We live most of our lives outside the club. We do most of our running in between the group runs, on trails the group mostly never sees. But because we belong to the club, we never really run alone. We have someone to call, a lot of someones, when the miles add up to more than we can handle, or the darkness needs more light than we can bear alone.
We take in pilgrim runners, it is true. We don’t all wear the same shirts and shorts, though I often dream of a uniform for the church. We give too freely away what is a result and not a product.
Maybe there is the confusion. Communion is a result of community with God and with each other. It is the outcome of the miles, but because we hold it in this physical symbol, it is confused to be a product, something received. And so there seems to be no cost more than showing up. We may know otherwise, but how it feels throws us off the trail.
So what do we do with these pilgrim believers? I am not sure that we have a choice but to run with them. We have to encourage them to join, to explain the club and its usefulness, its purpose, its belonging, but our deep calling is to run and run together bearing the light of Christ, sharing the light of Christ freely.
It just means our running club is always struggling when we are doing our job well.
So run, put in the miles. The pitter-pat tapping of feet on pavement and trail is the hymn of the runner, the praise of the human being alive, taking the Gospel out of the club that has it (sort of) and into the world that needs it. That Gospel is that God loves us, provides and protects us, wants to go with us and us with God into the vistas of Grace where people are lost and lonely, hurting and hungry, where we discover that the Spirit has already been here and that when we love the best, we are the dirtiest, covered in the dust of our rabbi Jesus.

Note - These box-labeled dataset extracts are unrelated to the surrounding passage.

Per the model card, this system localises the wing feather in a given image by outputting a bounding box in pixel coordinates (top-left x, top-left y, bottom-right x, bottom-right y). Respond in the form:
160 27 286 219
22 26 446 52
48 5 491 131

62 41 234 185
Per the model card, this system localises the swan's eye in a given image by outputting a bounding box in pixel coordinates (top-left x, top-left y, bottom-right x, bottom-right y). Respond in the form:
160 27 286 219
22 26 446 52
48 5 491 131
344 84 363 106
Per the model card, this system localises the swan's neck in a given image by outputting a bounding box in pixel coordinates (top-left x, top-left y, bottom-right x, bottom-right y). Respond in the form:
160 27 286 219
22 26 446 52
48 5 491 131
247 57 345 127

Join in. Come in from the streets and trails of your journey and break bread with us, sing with us, and be refreshed. Pardon us when we celebrate our club too much, try to get you into a uniform, or pitch membership. We just love what we are doing and want you with us. We believe that this work of being a branch is important, providing rest support to the runners, coaching and opportunities to run together, training and easy places to try your feet out, and collected wisdom of a community that is not only broad but deep, millennia-old and dusty in the right way.
Chapter 61: How Pilgrim Monks Are To Be Received
Apr. 15 – Aug. 15 – Dec. 15
If a pilgrim monastic coming from a distant region
wants to live as a guest of the monastery,
let her be received for as long a time as she desires,
provided she is content
with the customs of the place as she finds them
and does not disturb the monastery by superfluous demands,
but is simply content with what she finds.
If, however, she censures or points out anything reasonably
and with the humility of charity,
let the Abbess consider prudently
whether perhaps it was for that very purpose
that the Lord sent her.
If afterwards she should want to bind herself to stability,
her wish should not be denied her,
especially since there has been opportunity
during her stay as a guest
to discover her character.
But if as a guest she was found exacting or prone to vice,
not only should she be denied membership in the community,
but she should even be politely requested to leave,
lest others be corrupted by her evil life.
If, however, she has not proved to be the kind
who deserves to be put out,
she should not only on her own application be received
as a member of the community,
but she should even be persuaded to stay,
that the others may be instructed by her example,
and because in every place it is the same Lord who is served,
the same King for whom the battle is fought.